Tüm malzeme içine kuru nane de ilave edilerek karıştırılır, bir su bardağı kadar su ile pişmeye bırakılır.


Havuçlar yumuşadığında ve yemeğiniz suyunu çektiğinde hebicenci pişmiş demektir.

Yanında sade ya da sarımsaklı yoğurt ile servis edilir.

Hem doyurucu, hem lezzetli bir yemektir. Eğer lepeyi nereden bulacağım diyorsanız, gerçi arkadaşım Necla gibi dostlarınız varsa size Kars'dan lepe getireceklerdir; bu yemeği lepe yerine nohutla da deneyebilirsiniz, diyeceğim.

Pişirip beğenirseniz ve bana da bir mesaj gönderirseniz sevinirim.
Kolay gelsin..

4 Ekim 2010 Pazartesi

Bozbaş


Havalar aniden soğuyacakmış, böyle söyledi bilenler. Soğuklarla birlikte akla gelen yiyeceklerden biri de nohut olur bizim evde. Etlisi, tavuklusu, hindilisi, sadesi.. Her türlüsü pişer ve sevilir de.
Bozbaş özel bir nohut yemeği. Doğu illerimizde, Kars, Ardahan, Ağrı, Iğdır'da pişen yine bir Azeri yemeği.

Malzemeler
2 su bardağı nohut
1 dilim 3-4 cm kalınlığında enine kesilmiş dana incik (yaklaşık 300 gram)
1 adet orta boy soğan
2 yemek kaşığı sıvı yağ
1 çubuk tarçın
1 çay kaşığı toz tarçın
1 çay kaşığı zerdeçal (çekilmiş sarı kök)
1/2 çay kaşığı kara biber
tuz

Yapılışı
Nohutları bir gece önceden kaynayıp ılıtılmış suda bırakın. Bozbaşı pişireceğiniz tencereye 2 kaşık sıvı yağı koyup kızdırın ve inciğin iki tarafını da bu yağda pembeleştirin.
Daha sonra içine dörde bölünmüş soğanı, tuz, karabiber, tarçın ve zerdeçalı ilave edip üzerine kaynatılmış suyu boşaltın. Geceden ıslatılmış nohutu süzerek, etin üzerine koyun. Tarçın çubuğunu da içine yerleştirip, yemeği kısık ateşte pişmeye bırakın.
Nohutlar suyunu çektikçe tencereye kaynar su ilave edin. Nohutlar yumuşayıncaya kadar pişirmeye devam edin.

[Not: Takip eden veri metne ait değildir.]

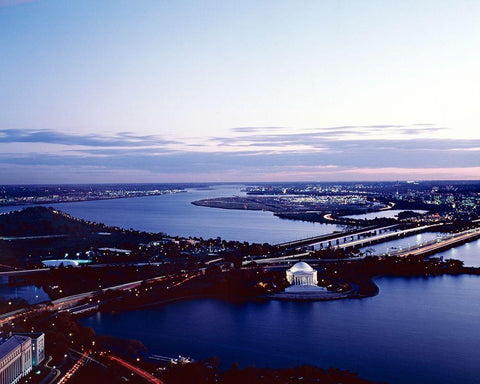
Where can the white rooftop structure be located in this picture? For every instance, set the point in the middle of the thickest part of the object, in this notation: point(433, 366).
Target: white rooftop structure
point(303, 278)
point(57, 263)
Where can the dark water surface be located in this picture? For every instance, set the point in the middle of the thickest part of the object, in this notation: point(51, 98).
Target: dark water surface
point(417, 330)
point(175, 215)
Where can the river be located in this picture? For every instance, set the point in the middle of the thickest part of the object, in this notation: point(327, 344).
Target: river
point(175, 215)
point(417, 331)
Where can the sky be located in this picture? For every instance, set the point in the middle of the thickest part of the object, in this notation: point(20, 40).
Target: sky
point(219, 91)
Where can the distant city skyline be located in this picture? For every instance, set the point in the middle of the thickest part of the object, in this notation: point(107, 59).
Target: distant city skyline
point(223, 91)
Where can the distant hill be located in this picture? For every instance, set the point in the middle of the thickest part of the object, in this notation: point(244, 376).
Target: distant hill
point(37, 233)
point(41, 221)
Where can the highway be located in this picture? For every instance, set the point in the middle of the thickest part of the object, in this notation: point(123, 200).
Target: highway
point(383, 237)
point(443, 244)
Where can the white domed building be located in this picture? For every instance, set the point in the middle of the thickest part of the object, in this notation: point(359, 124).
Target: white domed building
point(303, 278)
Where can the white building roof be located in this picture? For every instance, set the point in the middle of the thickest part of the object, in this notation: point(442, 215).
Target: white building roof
point(301, 267)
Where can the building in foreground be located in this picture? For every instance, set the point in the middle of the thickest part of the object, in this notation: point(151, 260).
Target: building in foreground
point(303, 278)
point(18, 353)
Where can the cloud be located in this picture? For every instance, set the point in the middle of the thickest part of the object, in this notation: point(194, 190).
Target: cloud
point(4, 3)
point(330, 153)
point(121, 139)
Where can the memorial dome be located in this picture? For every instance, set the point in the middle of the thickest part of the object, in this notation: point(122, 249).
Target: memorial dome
point(301, 267)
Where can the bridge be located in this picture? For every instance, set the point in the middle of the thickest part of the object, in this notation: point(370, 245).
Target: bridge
point(336, 237)
point(436, 246)
point(361, 242)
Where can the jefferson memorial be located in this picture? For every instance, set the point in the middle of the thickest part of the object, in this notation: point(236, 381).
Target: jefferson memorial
point(303, 278)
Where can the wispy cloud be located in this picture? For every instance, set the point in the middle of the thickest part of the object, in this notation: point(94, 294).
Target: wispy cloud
point(333, 153)
point(4, 3)
point(121, 139)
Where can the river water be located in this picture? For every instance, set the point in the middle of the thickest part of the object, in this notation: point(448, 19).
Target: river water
point(175, 215)
point(417, 330)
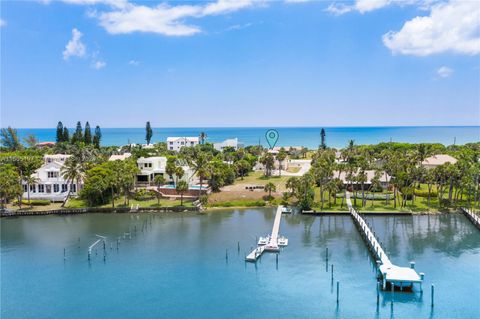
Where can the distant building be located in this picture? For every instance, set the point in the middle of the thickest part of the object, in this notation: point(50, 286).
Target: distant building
point(120, 157)
point(49, 183)
point(154, 166)
point(437, 160)
point(233, 142)
point(176, 143)
point(45, 144)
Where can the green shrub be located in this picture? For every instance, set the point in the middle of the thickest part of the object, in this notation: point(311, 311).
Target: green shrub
point(144, 195)
point(424, 193)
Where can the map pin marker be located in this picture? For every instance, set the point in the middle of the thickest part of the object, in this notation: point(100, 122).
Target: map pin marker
point(272, 137)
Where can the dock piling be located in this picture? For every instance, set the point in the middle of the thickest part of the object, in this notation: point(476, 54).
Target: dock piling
point(433, 293)
point(338, 290)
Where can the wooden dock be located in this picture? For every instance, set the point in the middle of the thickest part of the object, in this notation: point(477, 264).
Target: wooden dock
point(474, 218)
point(273, 243)
point(394, 275)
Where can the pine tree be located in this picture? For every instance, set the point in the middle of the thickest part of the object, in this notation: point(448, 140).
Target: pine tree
point(66, 135)
point(97, 137)
point(87, 137)
point(60, 132)
point(148, 137)
point(78, 135)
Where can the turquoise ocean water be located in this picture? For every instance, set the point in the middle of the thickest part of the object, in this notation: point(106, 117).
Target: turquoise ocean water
point(175, 266)
point(289, 136)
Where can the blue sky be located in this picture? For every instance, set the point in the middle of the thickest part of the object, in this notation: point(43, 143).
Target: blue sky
point(245, 63)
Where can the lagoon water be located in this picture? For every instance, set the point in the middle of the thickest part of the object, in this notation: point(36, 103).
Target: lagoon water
point(289, 136)
point(176, 267)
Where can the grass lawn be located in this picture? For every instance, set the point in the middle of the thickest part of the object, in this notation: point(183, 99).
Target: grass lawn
point(119, 202)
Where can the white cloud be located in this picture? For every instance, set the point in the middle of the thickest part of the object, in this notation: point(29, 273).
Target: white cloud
point(74, 47)
point(444, 72)
point(450, 27)
point(127, 17)
point(239, 26)
point(97, 65)
point(339, 8)
point(364, 6)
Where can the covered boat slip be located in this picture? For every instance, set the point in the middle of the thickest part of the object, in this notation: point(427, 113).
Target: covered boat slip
point(394, 275)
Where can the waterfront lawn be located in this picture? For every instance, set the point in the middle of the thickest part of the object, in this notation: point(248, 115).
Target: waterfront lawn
point(119, 202)
point(419, 205)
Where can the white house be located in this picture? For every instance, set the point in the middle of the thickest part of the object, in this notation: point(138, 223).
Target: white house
point(119, 157)
point(232, 142)
point(437, 160)
point(154, 166)
point(49, 183)
point(384, 178)
point(176, 143)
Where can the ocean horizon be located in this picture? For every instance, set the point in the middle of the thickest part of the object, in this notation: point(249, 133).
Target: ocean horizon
point(288, 136)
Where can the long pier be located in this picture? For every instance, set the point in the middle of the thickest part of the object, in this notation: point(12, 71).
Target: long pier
point(474, 218)
point(272, 242)
point(391, 274)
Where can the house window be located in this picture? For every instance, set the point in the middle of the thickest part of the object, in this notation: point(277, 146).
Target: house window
point(52, 174)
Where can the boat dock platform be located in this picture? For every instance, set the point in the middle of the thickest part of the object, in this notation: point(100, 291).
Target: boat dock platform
point(394, 275)
point(474, 218)
point(272, 242)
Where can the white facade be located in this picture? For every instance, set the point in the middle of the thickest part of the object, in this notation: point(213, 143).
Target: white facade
point(154, 166)
point(119, 157)
point(49, 183)
point(176, 143)
point(232, 142)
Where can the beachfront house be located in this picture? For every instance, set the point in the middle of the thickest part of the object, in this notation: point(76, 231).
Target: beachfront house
point(384, 179)
point(119, 157)
point(437, 160)
point(176, 143)
point(154, 166)
point(49, 183)
point(228, 143)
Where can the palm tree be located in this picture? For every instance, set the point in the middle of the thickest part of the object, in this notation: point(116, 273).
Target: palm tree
point(159, 181)
point(179, 172)
point(281, 156)
point(181, 188)
point(202, 137)
point(72, 172)
point(270, 187)
point(30, 180)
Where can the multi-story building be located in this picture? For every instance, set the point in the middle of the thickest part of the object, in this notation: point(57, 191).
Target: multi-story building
point(176, 143)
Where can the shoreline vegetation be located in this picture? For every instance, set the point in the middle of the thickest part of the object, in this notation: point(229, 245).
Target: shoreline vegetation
point(383, 178)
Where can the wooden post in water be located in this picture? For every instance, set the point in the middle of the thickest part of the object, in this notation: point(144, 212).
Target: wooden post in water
point(378, 292)
point(433, 293)
point(392, 288)
point(338, 289)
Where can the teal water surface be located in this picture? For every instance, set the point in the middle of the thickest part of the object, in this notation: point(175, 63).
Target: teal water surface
point(176, 266)
point(288, 136)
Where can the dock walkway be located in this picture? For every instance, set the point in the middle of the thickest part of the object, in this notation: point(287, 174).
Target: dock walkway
point(474, 218)
point(392, 274)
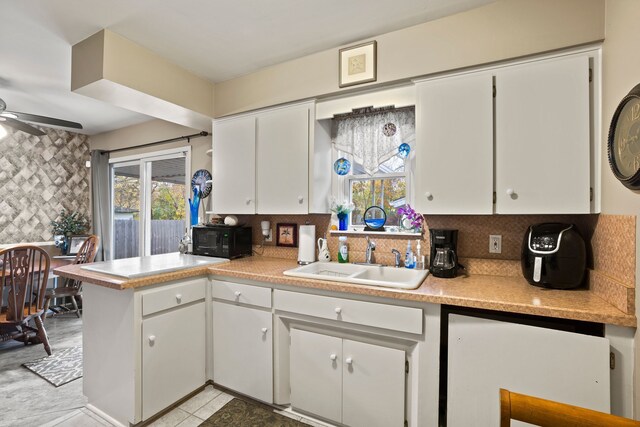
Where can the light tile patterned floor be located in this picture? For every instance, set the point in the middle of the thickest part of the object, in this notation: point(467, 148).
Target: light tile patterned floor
point(64, 406)
point(189, 414)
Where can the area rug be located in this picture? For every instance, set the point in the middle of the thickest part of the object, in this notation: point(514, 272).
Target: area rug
point(239, 413)
point(61, 367)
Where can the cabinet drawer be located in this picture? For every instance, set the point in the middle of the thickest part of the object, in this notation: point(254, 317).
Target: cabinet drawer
point(244, 294)
point(405, 319)
point(171, 296)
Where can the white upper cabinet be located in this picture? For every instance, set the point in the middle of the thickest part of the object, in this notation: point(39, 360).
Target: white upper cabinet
point(282, 158)
point(261, 162)
point(542, 137)
point(454, 155)
point(234, 166)
point(530, 142)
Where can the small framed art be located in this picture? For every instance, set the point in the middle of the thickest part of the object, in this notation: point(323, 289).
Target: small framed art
point(358, 64)
point(75, 243)
point(287, 235)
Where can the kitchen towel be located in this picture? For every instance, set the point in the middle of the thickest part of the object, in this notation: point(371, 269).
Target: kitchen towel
point(307, 244)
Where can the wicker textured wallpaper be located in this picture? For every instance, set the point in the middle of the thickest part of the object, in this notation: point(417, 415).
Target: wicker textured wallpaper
point(39, 176)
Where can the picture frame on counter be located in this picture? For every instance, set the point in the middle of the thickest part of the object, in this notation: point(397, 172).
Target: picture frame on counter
point(358, 64)
point(75, 243)
point(287, 235)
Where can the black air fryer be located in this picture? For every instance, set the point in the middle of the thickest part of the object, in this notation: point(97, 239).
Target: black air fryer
point(554, 256)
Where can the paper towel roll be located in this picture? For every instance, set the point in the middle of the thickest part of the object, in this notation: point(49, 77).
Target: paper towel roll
point(307, 244)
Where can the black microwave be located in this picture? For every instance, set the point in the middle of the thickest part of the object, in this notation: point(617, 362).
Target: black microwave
point(222, 241)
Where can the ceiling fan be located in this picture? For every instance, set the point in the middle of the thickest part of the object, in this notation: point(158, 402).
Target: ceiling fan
point(16, 120)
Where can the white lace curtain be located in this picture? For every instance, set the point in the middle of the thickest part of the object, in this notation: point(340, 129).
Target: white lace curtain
point(370, 138)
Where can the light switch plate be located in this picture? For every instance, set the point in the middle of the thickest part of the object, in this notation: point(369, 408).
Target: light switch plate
point(495, 244)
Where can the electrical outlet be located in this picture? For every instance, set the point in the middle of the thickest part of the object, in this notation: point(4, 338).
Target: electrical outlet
point(495, 244)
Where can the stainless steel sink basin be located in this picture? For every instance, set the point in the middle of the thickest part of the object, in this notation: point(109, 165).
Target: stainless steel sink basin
point(390, 277)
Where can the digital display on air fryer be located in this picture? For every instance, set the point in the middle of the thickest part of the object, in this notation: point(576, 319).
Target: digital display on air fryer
point(544, 243)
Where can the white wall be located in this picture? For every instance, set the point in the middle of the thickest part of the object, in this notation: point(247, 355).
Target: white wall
point(621, 62)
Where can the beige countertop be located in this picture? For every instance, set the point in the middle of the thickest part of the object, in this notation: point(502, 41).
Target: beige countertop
point(509, 294)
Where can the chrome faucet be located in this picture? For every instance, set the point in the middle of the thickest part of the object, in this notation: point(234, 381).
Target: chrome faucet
point(371, 246)
point(397, 254)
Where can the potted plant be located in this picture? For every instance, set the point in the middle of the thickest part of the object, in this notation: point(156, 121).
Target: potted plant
point(66, 225)
point(342, 210)
point(410, 220)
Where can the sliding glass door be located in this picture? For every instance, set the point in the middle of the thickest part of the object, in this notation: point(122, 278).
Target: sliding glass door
point(149, 199)
point(125, 209)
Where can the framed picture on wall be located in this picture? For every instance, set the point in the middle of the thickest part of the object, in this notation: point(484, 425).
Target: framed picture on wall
point(287, 235)
point(75, 243)
point(358, 64)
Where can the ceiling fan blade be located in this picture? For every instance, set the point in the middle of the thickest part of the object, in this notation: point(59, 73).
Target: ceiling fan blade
point(45, 120)
point(21, 126)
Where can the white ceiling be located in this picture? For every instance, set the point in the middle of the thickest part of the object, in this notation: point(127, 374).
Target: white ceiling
point(216, 39)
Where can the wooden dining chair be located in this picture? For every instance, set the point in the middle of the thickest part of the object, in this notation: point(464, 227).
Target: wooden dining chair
point(23, 280)
point(71, 287)
point(542, 412)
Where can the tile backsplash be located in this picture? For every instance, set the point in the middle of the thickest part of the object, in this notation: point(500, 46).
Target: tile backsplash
point(39, 176)
point(610, 241)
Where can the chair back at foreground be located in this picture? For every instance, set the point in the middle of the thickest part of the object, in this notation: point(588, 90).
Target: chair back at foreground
point(72, 287)
point(23, 281)
point(542, 412)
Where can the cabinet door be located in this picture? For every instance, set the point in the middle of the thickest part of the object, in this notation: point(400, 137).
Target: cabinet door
point(243, 350)
point(542, 138)
point(234, 166)
point(486, 355)
point(316, 374)
point(173, 357)
point(282, 155)
point(454, 155)
point(373, 385)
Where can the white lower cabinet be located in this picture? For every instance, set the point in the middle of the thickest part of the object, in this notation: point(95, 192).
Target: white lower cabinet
point(486, 355)
point(173, 356)
point(347, 381)
point(243, 350)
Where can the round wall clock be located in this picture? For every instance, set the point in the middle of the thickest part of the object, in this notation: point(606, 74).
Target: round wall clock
point(624, 140)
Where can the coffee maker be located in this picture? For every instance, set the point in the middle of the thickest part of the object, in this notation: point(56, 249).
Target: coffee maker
point(444, 260)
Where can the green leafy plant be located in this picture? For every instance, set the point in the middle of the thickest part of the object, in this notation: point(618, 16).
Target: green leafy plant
point(69, 223)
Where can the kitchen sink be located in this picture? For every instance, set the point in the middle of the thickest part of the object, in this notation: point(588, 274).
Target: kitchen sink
point(389, 277)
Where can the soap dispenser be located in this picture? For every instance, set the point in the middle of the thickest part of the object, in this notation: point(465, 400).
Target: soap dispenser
point(420, 259)
point(409, 260)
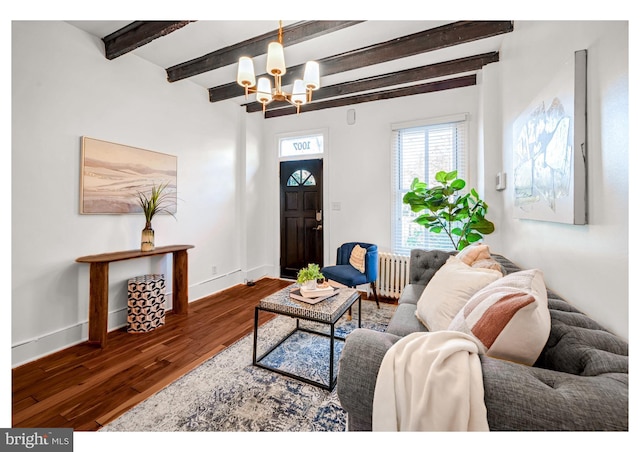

Bozbaşı az sulu da bırakabilirsiniz. Ama aslı bu yemeğin sulu bırakılmasıdır ve en güzel servis şekli de şöyledir:
Ekmekler lokma lokma doğranır. Üzerine kepçe ile yemeğin suyu koyulur. Islatılmış ekmeklerin üzerine de nohutlar ve et parçası yerleştirilir. Yanında bol limonlu bir yeşil salata ve havuç rendesi ile mükemmel bir ikili olur.
Tüm nohut yemeklerinde olduğu gibi bozbaşta da nohutun cinsi çok önemlidir. Benim tavsiyem "beyaz nohut" diye tabir edilen nohut kullanmanız. Bu nohut maalesef büyük marketlerde pek bulunmuyor. Neyse ki hala tüm çeşit zenginliği ile varolan Eminönü, Kadıköy, Üsküdar, Beşiktaş gibi semtlerdeki büyük bakkaliyelerde ya da semt pazarlarında satılıyor.
Bence hiç üşenmeyin; yolunuz nasıl olsa bunlardan birinden geçiyordur, bu nohuttan satın alın. Önümüz kış, lazım olur.